"I carried him in and put him here, feeding him by force, and I have restored him."
All this the Recluse said to me with as deep and as restrained emotion as though he had been speaking of the most sacred things, as indeed, for him, these things were sacred.
It was therefore a mere inadvertence in me, and an untrained habit of thinking aloud, which made me say:
"Good Heavens, what will you do when the dog Argus dies?"
At once I wished I had not said it, for I could see that the Recluse could not bear the words. I looked therefore a little awkwardly beyond him and was pleased to see the dog Argus lazily opening his one eye and surveying me with torpor and with contempt. He was certainly less moved than his master.

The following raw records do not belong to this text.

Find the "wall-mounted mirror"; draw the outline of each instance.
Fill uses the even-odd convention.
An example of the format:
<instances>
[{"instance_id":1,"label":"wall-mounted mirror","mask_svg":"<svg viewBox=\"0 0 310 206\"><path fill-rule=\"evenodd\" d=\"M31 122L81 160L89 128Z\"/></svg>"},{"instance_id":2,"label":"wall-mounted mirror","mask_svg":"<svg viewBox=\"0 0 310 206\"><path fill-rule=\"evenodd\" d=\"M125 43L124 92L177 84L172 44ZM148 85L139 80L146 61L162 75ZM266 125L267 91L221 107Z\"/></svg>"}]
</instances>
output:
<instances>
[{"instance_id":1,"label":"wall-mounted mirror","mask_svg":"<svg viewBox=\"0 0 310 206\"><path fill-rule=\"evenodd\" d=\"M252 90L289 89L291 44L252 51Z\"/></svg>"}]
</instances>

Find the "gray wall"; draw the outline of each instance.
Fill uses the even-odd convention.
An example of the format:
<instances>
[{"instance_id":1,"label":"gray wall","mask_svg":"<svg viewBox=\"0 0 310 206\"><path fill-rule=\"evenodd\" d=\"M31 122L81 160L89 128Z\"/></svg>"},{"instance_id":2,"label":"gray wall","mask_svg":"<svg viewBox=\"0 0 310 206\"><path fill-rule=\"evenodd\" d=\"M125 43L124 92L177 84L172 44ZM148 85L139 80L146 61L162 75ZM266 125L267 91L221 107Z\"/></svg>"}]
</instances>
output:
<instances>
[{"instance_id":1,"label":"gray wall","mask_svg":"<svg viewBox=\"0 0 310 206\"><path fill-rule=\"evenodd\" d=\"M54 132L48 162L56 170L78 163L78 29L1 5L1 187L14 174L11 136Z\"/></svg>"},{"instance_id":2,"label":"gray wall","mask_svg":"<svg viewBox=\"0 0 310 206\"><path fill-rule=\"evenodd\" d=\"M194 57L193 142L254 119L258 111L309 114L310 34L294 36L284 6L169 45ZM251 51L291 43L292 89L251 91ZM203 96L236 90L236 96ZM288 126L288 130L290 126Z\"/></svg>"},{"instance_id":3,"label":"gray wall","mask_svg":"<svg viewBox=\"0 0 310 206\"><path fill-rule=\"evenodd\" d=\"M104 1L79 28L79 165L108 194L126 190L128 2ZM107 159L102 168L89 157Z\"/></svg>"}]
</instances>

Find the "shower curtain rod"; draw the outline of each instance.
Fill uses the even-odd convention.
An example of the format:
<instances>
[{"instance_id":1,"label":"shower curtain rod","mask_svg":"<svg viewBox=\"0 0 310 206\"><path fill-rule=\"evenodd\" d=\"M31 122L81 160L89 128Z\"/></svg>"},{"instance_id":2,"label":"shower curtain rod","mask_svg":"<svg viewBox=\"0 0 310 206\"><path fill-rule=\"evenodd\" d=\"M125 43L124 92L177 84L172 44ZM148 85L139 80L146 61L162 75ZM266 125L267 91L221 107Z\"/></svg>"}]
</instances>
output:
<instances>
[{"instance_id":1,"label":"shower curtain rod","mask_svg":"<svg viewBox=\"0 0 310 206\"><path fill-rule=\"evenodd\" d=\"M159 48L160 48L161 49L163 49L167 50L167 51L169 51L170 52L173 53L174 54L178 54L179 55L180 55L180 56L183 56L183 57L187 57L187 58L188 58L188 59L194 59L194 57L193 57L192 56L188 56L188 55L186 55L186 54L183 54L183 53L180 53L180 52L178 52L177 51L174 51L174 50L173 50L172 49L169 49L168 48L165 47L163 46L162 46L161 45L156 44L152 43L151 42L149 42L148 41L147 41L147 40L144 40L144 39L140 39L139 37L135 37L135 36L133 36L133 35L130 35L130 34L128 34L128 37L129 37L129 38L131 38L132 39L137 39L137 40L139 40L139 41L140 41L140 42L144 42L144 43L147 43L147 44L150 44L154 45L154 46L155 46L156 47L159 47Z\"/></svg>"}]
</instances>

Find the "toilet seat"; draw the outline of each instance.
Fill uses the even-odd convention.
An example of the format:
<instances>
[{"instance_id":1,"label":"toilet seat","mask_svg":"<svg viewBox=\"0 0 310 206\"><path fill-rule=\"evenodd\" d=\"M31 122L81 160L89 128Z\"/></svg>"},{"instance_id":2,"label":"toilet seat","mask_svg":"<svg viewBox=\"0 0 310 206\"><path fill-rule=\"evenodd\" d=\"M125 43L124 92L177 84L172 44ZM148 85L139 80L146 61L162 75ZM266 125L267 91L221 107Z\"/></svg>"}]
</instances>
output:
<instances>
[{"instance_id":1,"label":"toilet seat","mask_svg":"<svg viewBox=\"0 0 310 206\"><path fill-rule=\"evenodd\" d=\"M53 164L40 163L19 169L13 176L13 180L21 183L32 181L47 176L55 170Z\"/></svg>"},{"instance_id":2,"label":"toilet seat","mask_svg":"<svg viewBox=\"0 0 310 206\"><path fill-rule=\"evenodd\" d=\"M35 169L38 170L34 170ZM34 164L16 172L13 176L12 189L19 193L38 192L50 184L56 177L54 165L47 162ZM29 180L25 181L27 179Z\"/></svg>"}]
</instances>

Then in my heart I prayed that of these two (unless The God would make them both immortal and catch them up into whatever place is better than the Weald, or unless he would grant them one death together upon one day) that the dog Argus might survive my friend, and that the Recluse might be the first to dissolve that long companionship. For of this I am certain, that the dog would suffer less; for men love their dependents much more than do their dependents them; and this is especially true of brutes; for men are nearer to the gods.
ON TEA
When I was a boy—
What a phrase! What memories! O! Noctes Coenasque Deûm! Why, then, is there something in man that wholly perishes? It is against sound religion to believe it, but the world would lead one to imagine it. The Hills are there. I see them as I write. They are the cloud or wall that dignified my sixteenth year. And the river is there, and flows by that same meadow beyond my door; from above Coldwatham the same vast horizon opens westward in waves of receding crests more changeable and more immense than is even our sea. The same sunsets at times bring it all in splendour, for whatever herds the western clouds together in our stormy evenings is as stable and as vigorous as the County itself. If, therefore, there is something gone, it is I that have lost it.
Certainly something is diminished (the Priests and the tradition of the West forbid me to say that the soul can perish), certainly something is diminished—what? Well, I do not know its name, nor has anyone known it face to face or apprehended it in this life, but the sense and influence—alas! especially the memory of It, lies in the words "When I was a boy," and if I write those words again in any document whatsoever, even in a lawyer's letter, without admitting at once a full-blooded and galloping parenthesis, may the Seven Devils of Sense take away the last remnant of the joy they lend me.